Mutex on one symbol does not affect other symbols.
This project was estimated for 3 hours but it took around 10 (i had too much fun optimising it especially the variance), so there are some things that could be improved, but they are boring i dont think they are in so scope for the time being I will leave them as a TODO!:
- I could separate recalculate into multiple chunks (this function is quite big) and the readability suffers a bit (tradeoff for performance)
- I could run profiler to search for any additional bottlenecks
- I could add more exception handling in case of issues, but that would require more back and forth conversation.
- I could add pre-commit hook with linters and test runners
- I could add E2E tests
The project has space complexity of O(log(n))

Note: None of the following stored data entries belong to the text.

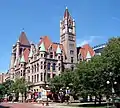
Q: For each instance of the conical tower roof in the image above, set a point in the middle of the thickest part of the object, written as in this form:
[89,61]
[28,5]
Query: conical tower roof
[31,53]
[42,47]
[22,60]
[58,50]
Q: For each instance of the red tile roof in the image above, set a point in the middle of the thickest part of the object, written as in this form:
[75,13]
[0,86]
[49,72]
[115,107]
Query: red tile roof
[84,50]
[48,43]
[23,39]
[26,54]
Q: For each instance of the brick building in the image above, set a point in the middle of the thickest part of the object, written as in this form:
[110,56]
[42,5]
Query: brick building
[38,63]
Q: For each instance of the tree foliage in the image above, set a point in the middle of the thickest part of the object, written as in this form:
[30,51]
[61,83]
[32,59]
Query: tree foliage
[90,77]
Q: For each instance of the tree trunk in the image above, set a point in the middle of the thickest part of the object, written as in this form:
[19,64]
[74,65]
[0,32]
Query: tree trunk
[100,97]
[95,99]
[22,97]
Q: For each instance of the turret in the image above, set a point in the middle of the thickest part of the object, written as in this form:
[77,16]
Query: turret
[59,53]
[12,58]
[22,65]
[43,61]
[17,49]
[68,38]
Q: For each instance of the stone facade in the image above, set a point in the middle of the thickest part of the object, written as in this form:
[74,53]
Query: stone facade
[38,63]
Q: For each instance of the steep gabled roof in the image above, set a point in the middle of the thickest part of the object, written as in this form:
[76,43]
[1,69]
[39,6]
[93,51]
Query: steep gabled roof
[46,40]
[26,54]
[23,39]
[42,47]
[31,53]
[86,51]
[67,14]
[58,50]
[22,60]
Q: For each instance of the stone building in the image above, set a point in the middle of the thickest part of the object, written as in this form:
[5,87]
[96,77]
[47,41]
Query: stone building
[38,63]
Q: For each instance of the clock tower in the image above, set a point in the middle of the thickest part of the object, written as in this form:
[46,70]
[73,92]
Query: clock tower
[68,39]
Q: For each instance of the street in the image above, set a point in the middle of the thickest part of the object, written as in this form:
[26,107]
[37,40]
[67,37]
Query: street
[21,105]
[31,105]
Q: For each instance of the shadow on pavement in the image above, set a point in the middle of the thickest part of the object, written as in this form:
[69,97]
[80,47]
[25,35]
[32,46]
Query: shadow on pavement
[4,106]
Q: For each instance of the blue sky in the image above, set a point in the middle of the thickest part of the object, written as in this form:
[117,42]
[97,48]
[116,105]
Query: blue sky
[96,21]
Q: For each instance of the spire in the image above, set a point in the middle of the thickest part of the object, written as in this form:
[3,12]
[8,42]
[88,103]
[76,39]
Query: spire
[22,29]
[58,50]
[31,53]
[23,38]
[42,47]
[88,56]
[15,62]
[66,13]
[22,60]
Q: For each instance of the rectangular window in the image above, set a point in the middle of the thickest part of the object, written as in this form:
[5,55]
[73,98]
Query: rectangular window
[51,55]
[37,77]
[41,67]
[41,77]
[71,59]
[48,75]
[41,55]
[28,78]
[71,52]
[32,79]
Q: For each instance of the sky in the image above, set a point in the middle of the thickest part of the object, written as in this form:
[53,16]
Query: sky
[96,22]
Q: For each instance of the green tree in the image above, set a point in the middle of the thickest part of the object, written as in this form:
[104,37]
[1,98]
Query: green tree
[111,59]
[7,86]
[20,86]
[2,91]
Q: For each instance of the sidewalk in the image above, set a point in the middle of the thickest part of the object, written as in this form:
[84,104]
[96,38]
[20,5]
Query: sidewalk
[58,105]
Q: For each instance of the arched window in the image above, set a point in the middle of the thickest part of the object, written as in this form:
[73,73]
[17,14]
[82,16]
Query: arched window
[41,76]
[54,65]
[37,67]
[51,54]
[37,77]
[32,69]
[48,66]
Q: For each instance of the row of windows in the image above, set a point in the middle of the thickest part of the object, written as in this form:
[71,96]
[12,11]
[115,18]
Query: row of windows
[19,73]
[44,55]
[39,77]
[35,68]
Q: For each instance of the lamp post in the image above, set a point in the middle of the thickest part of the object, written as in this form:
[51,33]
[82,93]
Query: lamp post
[67,94]
[113,82]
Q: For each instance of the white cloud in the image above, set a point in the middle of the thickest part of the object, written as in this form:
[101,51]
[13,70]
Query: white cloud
[81,42]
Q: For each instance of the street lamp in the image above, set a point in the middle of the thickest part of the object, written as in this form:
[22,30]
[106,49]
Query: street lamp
[113,91]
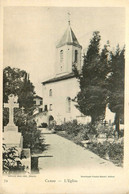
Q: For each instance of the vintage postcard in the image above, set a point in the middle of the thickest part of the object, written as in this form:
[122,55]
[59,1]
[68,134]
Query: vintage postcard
[65,97]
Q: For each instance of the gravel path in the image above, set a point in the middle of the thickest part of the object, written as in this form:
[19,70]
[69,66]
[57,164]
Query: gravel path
[63,153]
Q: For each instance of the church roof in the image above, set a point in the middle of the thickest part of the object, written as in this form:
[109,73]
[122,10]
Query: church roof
[56,79]
[68,38]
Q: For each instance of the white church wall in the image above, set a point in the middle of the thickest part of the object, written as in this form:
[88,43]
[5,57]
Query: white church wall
[60,92]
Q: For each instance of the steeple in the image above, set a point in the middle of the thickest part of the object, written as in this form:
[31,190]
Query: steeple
[68,38]
[68,52]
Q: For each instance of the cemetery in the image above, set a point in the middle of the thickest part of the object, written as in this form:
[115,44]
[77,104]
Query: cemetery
[13,150]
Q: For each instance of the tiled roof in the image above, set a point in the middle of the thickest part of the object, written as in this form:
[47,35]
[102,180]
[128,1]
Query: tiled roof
[68,38]
[38,97]
[56,79]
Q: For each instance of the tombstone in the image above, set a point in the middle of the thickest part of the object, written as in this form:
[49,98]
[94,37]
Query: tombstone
[11,136]
[109,116]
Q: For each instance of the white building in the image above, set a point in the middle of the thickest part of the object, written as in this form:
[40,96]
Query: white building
[59,91]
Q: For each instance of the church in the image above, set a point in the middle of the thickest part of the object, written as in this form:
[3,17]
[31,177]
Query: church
[62,88]
[59,91]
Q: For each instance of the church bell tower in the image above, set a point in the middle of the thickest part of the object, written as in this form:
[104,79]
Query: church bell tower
[68,53]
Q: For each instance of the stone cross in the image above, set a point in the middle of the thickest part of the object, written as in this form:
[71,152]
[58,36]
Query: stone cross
[22,108]
[12,103]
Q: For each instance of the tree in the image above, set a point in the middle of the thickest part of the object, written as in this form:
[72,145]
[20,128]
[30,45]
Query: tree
[17,82]
[91,99]
[115,85]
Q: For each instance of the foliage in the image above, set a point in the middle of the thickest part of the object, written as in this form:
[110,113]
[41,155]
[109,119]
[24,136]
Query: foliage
[91,100]
[73,128]
[101,81]
[11,160]
[113,151]
[115,85]
[17,82]
[32,137]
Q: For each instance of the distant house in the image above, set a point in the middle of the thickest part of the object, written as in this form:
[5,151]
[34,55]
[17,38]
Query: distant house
[38,101]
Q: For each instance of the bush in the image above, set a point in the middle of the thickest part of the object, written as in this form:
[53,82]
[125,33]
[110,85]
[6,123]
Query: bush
[114,151]
[11,160]
[43,125]
[32,137]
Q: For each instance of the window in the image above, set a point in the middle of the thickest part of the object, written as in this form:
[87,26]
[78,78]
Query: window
[50,107]
[50,92]
[68,105]
[45,108]
[61,56]
[40,109]
[76,56]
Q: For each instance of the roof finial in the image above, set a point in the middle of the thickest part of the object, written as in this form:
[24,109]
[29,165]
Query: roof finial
[69,18]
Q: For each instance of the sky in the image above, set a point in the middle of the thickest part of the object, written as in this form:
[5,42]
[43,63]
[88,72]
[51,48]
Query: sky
[31,34]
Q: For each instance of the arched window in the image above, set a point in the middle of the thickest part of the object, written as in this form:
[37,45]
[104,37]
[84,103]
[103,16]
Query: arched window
[76,56]
[68,104]
[61,56]
[50,92]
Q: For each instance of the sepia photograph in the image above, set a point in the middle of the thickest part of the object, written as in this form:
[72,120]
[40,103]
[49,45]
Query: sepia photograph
[63,92]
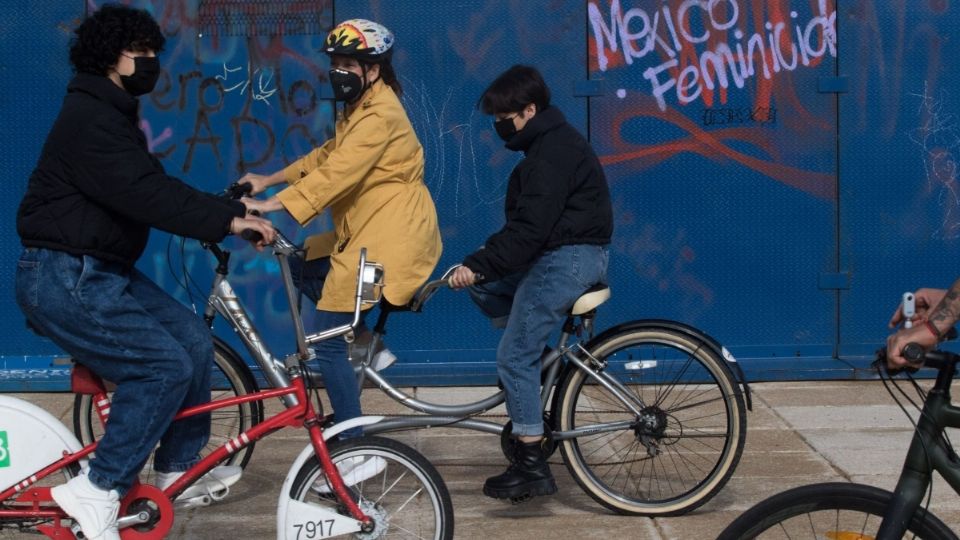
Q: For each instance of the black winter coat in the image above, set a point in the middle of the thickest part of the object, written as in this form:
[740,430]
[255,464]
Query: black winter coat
[556,196]
[97,190]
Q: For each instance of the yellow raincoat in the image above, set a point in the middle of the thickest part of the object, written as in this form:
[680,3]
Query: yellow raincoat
[371,177]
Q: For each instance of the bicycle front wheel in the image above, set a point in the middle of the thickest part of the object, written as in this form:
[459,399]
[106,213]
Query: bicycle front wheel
[402,492]
[838,510]
[230,377]
[684,444]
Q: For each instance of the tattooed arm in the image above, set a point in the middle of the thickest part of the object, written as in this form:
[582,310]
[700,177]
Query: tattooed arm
[941,318]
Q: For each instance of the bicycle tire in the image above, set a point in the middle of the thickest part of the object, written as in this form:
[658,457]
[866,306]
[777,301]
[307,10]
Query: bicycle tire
[691,399]
[833,510]
[428,515]
[230,377]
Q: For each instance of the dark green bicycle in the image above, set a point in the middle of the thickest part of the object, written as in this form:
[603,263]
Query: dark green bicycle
[845,511]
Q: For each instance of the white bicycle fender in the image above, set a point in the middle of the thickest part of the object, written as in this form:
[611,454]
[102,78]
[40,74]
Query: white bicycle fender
[295,517]
[30,439]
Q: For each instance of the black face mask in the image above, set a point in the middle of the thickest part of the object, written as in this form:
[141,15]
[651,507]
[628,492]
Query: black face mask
[505,128]
[146,71]
[347,86]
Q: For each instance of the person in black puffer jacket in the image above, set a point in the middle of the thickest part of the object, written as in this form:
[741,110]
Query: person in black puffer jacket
[84,221]
[552,248]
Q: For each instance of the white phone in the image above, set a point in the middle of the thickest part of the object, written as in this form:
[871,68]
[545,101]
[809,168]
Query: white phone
[909,309]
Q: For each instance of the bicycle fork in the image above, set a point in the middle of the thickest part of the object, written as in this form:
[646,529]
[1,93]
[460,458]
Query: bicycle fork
[927,453]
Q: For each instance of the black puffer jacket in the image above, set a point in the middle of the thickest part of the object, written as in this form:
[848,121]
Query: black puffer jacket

- there is no overhead but there is additional aggregates of the power tree.
- I am using iterators to avoid shallow copying of the data
The time complexity is O(log(n)), but:
- every spill needs to be recalculated
- if min or max value of aggregate is being pushed out of its bounds, recalculation triggers
pip install poetry
poetry install --no-root
python main.py
- Swagger UI:
http://localhost:8000/docs
- ReDoc UI:
http://localhost:8000/redoc